An icon of balance and tradition, St. Julien boasts the highest proportion of classed growths in the Médoc. What it lacks in any first growths, it makes up in the rest: five amazing second growth chateaux, two superb third growths and four well-reputed fourth growths. While the actual class rankings set in 1855 (first, second, and so on the fifth) today do not necessarily indicate a score of quality, the classification system is important to understand in the context of Bordeaux history. Today rivalry among the classed chateaux only serves to elevate the appellation overall.

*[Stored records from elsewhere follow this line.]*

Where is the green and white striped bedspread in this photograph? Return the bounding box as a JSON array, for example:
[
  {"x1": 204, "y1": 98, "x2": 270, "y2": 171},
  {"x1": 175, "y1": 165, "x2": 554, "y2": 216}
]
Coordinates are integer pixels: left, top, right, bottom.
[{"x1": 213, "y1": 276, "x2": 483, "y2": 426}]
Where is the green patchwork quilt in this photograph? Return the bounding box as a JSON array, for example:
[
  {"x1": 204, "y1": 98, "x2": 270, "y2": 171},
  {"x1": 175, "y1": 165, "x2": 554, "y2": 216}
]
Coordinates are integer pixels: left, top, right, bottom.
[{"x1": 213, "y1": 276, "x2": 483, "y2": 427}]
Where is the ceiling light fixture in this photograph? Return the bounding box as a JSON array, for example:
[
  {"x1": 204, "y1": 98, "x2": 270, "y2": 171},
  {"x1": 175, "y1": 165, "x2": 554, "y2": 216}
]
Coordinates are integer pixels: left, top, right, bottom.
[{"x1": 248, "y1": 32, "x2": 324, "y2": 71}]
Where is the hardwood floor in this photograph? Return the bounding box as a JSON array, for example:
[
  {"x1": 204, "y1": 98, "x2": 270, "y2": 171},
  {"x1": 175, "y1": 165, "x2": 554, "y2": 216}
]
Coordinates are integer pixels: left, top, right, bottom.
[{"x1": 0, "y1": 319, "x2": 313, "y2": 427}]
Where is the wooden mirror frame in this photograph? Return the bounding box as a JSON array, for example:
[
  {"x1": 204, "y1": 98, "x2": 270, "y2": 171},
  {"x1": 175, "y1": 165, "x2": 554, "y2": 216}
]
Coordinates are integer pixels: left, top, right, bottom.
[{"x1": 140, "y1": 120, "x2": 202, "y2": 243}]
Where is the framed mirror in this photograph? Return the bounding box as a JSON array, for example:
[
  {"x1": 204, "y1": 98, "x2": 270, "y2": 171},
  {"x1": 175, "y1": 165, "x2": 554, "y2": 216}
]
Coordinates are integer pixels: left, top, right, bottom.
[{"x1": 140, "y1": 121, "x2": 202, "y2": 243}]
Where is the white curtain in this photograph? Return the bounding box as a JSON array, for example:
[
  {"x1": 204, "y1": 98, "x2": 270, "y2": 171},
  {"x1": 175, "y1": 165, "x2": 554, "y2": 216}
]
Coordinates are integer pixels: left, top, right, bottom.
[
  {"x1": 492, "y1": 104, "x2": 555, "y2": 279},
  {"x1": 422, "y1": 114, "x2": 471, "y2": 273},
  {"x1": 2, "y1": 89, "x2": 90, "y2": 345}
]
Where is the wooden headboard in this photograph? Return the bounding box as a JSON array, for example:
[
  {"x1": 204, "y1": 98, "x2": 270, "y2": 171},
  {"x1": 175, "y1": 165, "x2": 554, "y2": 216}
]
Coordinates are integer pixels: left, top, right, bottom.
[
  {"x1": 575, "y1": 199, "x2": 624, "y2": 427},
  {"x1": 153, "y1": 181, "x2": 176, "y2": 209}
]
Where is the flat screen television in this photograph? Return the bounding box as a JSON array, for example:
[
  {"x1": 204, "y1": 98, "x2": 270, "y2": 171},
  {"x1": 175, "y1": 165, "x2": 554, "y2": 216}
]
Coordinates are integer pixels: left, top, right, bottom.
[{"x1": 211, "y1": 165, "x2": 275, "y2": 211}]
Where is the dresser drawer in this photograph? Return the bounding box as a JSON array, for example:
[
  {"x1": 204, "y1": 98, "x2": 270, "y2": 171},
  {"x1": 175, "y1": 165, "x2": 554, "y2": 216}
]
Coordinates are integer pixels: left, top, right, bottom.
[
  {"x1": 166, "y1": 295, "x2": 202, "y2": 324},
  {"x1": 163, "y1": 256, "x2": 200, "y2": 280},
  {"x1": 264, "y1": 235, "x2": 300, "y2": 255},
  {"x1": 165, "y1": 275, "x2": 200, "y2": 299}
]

One of its best historically, the estate of Leoville, was the largest in the Médoc in the 18th century, before it was divided into the three second growths known today as Chateau Léoville-Las-Cases, Léoville-Poyferré and Léoville-Barton. Located in the north section, these are stone’s throw from Chateau Latour in Pauillac and share much in common with that well-esteemed estate.
The relatively homogeneous gravelly and rocky top soil on top of clay-limestone subsoil is broken only by a narrow strip of bank on either side of the “jalle,” or stream, that bisects the zone and flows into the Gironde.
St. Julien wines are for those wanting subtlety, balance and consistency in their Bordeaux. Rewarding and persistent, the best among these Bordeaux Blends are full of blueberry, blackberry, cassis, plum, tobacco and licorice. They are intense and complex and finish with fine, velvety tannins.